Most of the office suites incorporate an open-concept design, allowing employers to maximize their workspaces while proving suitable for a wide spectrum of both large and mid-sized tenants.
The relatively low (eight and a half-foot) ceilings are counteracted by an open ceiling configuration, painted white with installed reflective lighting. The resulting bright, open ceiling plan was an important element in rebranding the structure as a luxury boutique building with high-quality office space. It proved to be a major selling feature.

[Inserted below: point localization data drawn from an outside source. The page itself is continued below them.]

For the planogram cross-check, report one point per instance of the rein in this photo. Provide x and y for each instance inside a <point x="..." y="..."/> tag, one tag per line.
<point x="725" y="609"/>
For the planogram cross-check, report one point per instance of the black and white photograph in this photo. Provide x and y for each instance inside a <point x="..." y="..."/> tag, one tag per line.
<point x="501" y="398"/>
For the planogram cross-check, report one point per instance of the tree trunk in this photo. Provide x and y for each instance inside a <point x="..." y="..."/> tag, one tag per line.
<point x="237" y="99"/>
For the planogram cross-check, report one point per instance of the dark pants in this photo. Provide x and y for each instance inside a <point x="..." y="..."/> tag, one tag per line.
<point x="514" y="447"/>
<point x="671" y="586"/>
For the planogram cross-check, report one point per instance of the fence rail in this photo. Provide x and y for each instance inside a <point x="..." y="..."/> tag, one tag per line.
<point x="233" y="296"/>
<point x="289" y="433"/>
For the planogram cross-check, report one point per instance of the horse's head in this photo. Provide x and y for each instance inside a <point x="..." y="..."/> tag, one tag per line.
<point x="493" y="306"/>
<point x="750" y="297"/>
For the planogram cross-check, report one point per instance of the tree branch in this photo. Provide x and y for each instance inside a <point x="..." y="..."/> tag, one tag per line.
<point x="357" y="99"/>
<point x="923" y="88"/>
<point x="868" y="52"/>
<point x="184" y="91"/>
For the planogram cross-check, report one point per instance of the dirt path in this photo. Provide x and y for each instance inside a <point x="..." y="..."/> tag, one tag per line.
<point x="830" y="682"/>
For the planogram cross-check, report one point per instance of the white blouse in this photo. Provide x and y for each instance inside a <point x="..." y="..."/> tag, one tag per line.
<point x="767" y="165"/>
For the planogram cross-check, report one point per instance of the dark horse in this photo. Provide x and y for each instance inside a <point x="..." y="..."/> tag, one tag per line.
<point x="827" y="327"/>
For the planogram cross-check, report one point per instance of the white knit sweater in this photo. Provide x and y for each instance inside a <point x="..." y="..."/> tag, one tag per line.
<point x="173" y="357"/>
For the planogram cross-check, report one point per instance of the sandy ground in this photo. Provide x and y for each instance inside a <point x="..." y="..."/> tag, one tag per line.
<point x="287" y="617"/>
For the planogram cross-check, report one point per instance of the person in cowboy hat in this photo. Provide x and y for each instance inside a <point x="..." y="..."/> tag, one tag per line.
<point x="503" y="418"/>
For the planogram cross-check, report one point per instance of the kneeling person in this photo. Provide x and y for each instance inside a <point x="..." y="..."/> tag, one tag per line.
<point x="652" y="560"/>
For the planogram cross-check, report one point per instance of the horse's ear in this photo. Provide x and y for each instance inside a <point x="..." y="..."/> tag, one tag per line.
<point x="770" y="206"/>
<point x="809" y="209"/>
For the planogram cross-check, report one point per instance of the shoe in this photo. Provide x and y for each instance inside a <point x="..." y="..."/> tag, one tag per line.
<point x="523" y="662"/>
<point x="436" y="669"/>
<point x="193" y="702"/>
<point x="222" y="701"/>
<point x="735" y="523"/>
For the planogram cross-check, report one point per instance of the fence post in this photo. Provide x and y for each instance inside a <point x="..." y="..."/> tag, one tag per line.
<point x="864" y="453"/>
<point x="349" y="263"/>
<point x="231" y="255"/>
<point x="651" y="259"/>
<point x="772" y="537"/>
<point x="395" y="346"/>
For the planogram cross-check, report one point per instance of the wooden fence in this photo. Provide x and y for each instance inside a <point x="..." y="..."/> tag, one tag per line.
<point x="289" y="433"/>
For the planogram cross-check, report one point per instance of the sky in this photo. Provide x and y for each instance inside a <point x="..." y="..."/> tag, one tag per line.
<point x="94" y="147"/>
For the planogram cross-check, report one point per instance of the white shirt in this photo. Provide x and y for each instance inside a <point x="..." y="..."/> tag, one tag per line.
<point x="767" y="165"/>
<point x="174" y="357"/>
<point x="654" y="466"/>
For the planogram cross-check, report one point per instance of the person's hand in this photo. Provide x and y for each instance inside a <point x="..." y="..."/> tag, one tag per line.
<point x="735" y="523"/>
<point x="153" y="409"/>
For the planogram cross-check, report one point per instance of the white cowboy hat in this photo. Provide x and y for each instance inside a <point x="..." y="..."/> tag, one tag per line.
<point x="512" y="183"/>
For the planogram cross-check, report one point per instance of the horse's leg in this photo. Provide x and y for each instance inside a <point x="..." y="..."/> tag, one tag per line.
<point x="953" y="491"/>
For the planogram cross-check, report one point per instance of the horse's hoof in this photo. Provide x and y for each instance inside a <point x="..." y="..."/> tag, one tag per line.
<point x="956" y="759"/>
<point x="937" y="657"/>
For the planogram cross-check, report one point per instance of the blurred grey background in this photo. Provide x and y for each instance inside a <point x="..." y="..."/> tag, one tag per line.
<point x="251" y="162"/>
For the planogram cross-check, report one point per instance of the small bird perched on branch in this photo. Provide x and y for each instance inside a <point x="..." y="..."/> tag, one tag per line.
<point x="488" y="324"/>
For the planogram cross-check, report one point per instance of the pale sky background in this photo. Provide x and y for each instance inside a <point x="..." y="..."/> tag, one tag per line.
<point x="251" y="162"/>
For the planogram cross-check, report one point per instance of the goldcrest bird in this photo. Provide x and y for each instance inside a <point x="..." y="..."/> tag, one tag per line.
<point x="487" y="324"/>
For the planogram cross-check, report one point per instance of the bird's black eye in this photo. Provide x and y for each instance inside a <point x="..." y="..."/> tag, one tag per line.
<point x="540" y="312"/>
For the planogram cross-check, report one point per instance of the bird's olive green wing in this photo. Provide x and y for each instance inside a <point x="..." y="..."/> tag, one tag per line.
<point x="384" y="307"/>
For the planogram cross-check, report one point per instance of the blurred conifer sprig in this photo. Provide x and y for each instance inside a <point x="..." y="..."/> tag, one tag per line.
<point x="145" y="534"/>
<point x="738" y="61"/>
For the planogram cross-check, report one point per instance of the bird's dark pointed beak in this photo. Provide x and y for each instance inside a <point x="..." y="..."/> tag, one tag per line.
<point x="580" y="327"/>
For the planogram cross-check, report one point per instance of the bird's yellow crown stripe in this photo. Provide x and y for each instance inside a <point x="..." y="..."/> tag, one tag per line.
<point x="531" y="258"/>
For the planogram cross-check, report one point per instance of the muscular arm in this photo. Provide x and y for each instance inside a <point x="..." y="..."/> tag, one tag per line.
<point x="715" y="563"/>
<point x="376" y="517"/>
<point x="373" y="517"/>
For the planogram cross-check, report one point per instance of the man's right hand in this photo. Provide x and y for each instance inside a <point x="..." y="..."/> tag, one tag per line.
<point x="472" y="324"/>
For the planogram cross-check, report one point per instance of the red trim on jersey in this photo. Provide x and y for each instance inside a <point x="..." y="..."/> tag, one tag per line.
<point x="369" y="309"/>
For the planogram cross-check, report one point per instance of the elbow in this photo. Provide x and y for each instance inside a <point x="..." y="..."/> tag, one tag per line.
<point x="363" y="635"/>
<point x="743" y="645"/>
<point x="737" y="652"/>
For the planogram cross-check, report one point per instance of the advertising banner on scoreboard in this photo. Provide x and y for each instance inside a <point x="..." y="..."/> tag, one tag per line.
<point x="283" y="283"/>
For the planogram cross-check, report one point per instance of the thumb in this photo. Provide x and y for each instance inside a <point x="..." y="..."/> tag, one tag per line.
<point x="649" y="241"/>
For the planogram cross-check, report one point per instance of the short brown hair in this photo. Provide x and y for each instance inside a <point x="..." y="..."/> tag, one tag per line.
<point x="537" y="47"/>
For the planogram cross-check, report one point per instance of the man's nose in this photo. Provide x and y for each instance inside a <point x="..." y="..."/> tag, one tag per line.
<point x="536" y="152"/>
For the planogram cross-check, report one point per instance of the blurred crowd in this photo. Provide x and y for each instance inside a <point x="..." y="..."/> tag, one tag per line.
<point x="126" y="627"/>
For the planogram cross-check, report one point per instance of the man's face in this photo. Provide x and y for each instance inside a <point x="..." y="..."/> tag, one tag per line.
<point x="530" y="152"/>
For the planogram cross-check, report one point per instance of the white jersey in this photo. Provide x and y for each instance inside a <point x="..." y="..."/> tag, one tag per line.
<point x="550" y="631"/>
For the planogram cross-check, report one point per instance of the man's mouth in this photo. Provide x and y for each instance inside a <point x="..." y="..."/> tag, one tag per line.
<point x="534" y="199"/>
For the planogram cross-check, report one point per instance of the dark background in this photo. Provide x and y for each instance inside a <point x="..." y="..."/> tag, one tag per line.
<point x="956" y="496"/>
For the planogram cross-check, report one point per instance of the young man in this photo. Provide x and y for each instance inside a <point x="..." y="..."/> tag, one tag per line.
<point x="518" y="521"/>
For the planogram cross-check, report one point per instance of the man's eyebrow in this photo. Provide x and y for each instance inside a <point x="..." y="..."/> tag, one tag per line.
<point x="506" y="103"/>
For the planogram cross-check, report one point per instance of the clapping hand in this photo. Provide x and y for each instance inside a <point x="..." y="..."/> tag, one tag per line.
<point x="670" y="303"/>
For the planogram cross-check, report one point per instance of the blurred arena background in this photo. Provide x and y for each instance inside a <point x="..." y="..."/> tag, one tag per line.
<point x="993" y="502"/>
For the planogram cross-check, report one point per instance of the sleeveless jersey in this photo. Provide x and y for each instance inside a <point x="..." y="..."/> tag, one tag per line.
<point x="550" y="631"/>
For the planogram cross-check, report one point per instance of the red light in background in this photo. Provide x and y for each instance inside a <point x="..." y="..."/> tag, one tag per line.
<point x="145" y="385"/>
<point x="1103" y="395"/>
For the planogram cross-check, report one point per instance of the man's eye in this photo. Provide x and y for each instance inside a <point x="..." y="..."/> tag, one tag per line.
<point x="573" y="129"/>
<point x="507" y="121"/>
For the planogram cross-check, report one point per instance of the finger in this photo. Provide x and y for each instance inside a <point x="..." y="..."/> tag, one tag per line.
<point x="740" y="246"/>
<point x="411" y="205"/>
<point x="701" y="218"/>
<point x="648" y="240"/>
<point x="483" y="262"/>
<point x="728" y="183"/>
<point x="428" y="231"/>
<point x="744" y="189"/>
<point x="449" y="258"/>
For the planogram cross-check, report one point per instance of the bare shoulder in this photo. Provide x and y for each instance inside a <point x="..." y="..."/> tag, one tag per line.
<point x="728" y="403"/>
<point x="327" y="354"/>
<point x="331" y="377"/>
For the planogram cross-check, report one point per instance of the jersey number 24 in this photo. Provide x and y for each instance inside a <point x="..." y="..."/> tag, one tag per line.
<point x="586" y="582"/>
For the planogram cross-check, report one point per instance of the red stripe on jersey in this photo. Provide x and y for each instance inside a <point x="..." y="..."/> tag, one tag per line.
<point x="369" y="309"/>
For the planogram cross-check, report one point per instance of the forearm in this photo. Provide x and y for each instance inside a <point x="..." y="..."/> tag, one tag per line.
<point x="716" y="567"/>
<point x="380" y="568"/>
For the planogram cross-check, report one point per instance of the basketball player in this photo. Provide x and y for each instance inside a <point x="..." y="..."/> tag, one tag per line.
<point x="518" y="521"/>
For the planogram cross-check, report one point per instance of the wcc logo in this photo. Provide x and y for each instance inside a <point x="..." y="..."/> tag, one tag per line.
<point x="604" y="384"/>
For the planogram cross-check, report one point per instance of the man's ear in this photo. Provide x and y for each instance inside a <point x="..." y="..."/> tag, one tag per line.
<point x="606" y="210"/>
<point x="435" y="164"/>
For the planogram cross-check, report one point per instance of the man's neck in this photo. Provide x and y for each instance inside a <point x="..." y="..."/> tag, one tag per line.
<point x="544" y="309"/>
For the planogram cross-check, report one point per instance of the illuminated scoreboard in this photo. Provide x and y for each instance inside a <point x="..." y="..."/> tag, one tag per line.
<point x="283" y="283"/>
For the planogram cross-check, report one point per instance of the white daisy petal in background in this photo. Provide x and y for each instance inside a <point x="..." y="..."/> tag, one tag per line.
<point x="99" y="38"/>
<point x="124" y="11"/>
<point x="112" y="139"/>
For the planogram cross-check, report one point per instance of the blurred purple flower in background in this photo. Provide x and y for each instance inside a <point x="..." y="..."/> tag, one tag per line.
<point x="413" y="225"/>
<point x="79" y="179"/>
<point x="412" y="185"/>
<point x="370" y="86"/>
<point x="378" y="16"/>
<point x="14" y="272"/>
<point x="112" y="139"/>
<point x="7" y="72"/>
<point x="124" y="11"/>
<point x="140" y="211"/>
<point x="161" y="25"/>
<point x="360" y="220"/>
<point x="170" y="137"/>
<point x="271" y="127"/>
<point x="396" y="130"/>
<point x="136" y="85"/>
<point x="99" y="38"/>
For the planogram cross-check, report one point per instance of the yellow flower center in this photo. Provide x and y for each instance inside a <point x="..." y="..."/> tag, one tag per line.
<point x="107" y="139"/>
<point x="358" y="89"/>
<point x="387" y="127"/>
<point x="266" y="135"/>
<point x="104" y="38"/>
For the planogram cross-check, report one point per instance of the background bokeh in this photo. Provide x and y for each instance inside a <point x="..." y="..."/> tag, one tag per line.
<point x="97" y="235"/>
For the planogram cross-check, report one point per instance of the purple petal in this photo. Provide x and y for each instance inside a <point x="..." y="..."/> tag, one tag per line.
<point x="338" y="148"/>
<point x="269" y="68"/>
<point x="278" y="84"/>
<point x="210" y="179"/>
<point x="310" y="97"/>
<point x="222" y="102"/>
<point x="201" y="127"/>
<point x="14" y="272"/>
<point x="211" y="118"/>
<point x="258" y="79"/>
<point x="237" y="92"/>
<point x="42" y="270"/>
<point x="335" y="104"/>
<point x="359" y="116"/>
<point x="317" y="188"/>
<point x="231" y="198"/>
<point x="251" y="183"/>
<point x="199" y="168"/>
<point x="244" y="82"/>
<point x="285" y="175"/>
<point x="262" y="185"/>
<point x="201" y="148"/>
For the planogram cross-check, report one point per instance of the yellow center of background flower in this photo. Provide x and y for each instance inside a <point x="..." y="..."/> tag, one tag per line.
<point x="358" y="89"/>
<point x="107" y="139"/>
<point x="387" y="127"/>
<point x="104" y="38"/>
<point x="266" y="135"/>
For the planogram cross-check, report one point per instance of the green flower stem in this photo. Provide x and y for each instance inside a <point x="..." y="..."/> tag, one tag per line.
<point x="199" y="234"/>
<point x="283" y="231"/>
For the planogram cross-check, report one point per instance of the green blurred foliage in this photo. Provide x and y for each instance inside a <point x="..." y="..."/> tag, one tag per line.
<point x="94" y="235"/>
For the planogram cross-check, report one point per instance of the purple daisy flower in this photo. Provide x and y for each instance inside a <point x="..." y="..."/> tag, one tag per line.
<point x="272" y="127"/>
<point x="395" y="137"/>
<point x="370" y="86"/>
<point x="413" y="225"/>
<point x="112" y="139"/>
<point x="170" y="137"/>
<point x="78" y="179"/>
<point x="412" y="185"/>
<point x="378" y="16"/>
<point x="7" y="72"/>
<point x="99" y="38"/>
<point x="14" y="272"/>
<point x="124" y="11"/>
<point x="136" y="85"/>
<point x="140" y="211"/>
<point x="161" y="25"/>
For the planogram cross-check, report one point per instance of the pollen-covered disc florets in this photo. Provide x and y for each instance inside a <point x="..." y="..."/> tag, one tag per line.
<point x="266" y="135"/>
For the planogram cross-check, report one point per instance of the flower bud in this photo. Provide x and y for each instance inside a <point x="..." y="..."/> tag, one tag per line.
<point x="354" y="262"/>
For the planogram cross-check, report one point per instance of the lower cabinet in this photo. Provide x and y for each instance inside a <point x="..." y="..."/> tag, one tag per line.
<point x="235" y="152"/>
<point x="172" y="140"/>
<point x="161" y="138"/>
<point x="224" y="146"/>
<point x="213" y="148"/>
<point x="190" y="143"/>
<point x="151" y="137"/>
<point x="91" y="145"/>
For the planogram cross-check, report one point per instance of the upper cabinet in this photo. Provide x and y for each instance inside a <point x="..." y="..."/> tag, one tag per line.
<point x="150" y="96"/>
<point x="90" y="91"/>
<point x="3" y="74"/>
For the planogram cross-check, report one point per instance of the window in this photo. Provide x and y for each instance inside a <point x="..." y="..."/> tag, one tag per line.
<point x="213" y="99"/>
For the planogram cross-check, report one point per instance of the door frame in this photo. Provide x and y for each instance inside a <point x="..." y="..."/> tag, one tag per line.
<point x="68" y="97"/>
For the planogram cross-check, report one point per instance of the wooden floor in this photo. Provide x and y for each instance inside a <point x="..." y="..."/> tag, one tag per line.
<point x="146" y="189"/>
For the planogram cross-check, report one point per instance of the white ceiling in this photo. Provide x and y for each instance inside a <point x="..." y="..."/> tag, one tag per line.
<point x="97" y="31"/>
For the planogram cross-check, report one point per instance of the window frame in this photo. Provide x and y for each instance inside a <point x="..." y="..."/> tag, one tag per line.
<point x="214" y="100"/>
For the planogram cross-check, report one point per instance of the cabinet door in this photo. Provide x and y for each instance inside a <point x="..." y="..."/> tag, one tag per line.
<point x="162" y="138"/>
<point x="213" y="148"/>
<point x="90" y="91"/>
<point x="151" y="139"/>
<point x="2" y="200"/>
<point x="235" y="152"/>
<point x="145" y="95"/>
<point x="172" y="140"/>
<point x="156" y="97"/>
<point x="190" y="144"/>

Upper floors offer panoramic views of the Toronto skyline. The efficient design of the office space has helped secure an excellent roster of tenants ranging from financial institutions to government organizations, including the Ontario Medical Association, Altera Corporation and Edelman Public Relations Worldwide. These tenants occupy approximately 68 percent of the office component’s net leasable area and 57 percent of the total property area.
What Kevric Learned
The property’s successful repositioning and redevelopment validated Kevric’s redevelopment strategies. First, developers must think outside the box, as Kevric did when 150 Bloor West was presented to the marketplace as a condo play. Existing owners don’t always have the right vision for their properties, even though they may have been on-site for decades. Kevric had to see through the challenges of the property, its dated retail space structure and office configuration. The team needed to imagine it as could be, not as it was.
The next lesson is to work closely with municipal authorities. The city of Toronto knew that this was a very important corner for the city, directly across from the massive Lee-Chin Crystal redevelopment of the Royal Ontario Museum. The city’s participation in updating the streetscape of the Mink Mile was a great coincidence for 150 Bloor West.
The final strategy is to serve the neighborhood. The property’s retail spaces are perfectly in keeping with those on neighboring blocks, and the enhanced, contemporary courtyard plaza has become a welcoming oasis for neighbors and visitors.
These strategies clearly succeeded; in July 2014, Kevric sold the building to Ponte Gadea Group and Brookfield Financial for $254.45 million. In April 2015, 150 Bloor Street West was named Investment Deal of the Year by NAIOP Greater Toronto at its annual Real Estate Excellence (REX) Awards Gala.